Red Cross Volunteers Die from Suspected Ebola as DR Congo Outbreak Takes New Toll
The humanitarian crisis in the Democratic Republic of Congo deepened this week as the Red Cross confirmed that two of its volunteers had died from suspected Ebola, highlighting the extraordinary personal risk that health workers and community responders are bearing in the latest outbreak of the deadly virus. The deaths underscore the growing alarm as the outbreak — caused by the Bundibugyo strain for which no approved vaccine exists — continues to spread across eastern provinces of the vast central African country.
The volunteers, both local residents engaged in community outreach and safe burial protocols, were deployed in Ituri province, which has emerged as the epicentre of the current crisis. Their deaths bring the total number of health worker fatalities in the outbreak to at least seven, according to figures from the Congolese Ministry of Health. Dozens more health workers have contracted the virus, raising fresh concerns about infection control standards in treatment centres that are under enormous pressure as case numbers climb.
The Bundibugyo strain, first identified in an outbreak in the Democratic Republic of Congo in 2007, has a case fatality rate that can reach 50 percent in some outbreaks. Unlike the more widely known Zaire strain — which was behind the 2014-2016 West African epidemic that killed more than 11,000 people and for which effective vaccines exist — Bundibugyo has no approved vaccine and no proven therapeutic treatment. Scientists working on the current outbreak say developing and trialling a specific vaccine could take months, a timeline that offers little comfort to communities already in the virus’s path.
The World Health Organisation has elevated its risk assessment for the outbreak to “very high” at the national level, while acknowledging that the true scale of transmission is almost certainly underreported. Access to affected communities in Ituri and neighbouring North Kivu has been complicated by armed conflict involving multiple militia groups, including the M23 rebellion, which controls significant territory in the east. Health teams have repeatedly been forced to suspend operations in areas where fighting makes travel too dangerous.

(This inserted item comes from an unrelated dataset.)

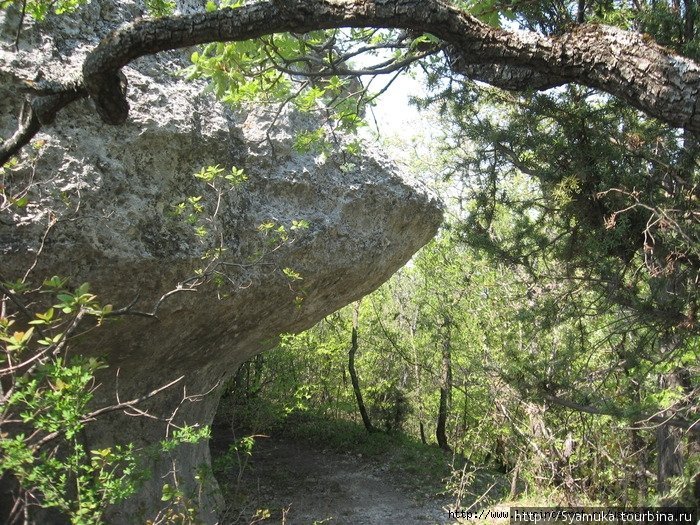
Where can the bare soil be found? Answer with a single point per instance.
(300, 484)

The deaths of the Red Cross volunteers are a grim reminder that the human cost of the outbreak extends well beyond those who contract the virus. Community responders — who carry out the sensitive work of engaging families, overseeing safe burials of the deceased, and tracing contacts of infected individuals — operate on the front line of the response and often face social friction as well as biological danger. In some communities, mistrust of medical responders runs deep, fueled by memories of previous outbreaks in which families were forcibly separated from loved ones and body disposal was handled by strangers in protective equipment.
In Rwampara province, the latest area to report cases, that mistrust boiled over when a crowd set fire to an Ebola treatment centre, destroying tents and interrupting care for patients at a moment when treatment continuity is critical to survival. The incident forced the evacuation of six patients and further disrupted the response in an area where the outbreak had only just begun to be formally documented.
International health officials say the convergence of an unfamiliar strain, limited medical countermeasures, and a challenging security environment makes this outbreak particularly difficult to contain. The WHO’s head has called for accelerated global scientific cooperation to develop a Bundibugyo vaccine, while acknowledging that the practical challenges of conducting clinical trials in active conflict zones are formidable. For the volunteers and health workers on the ground in Congo, the priority is more immediate: stopping the spread before it reaches populations with even less access to care than those already affected.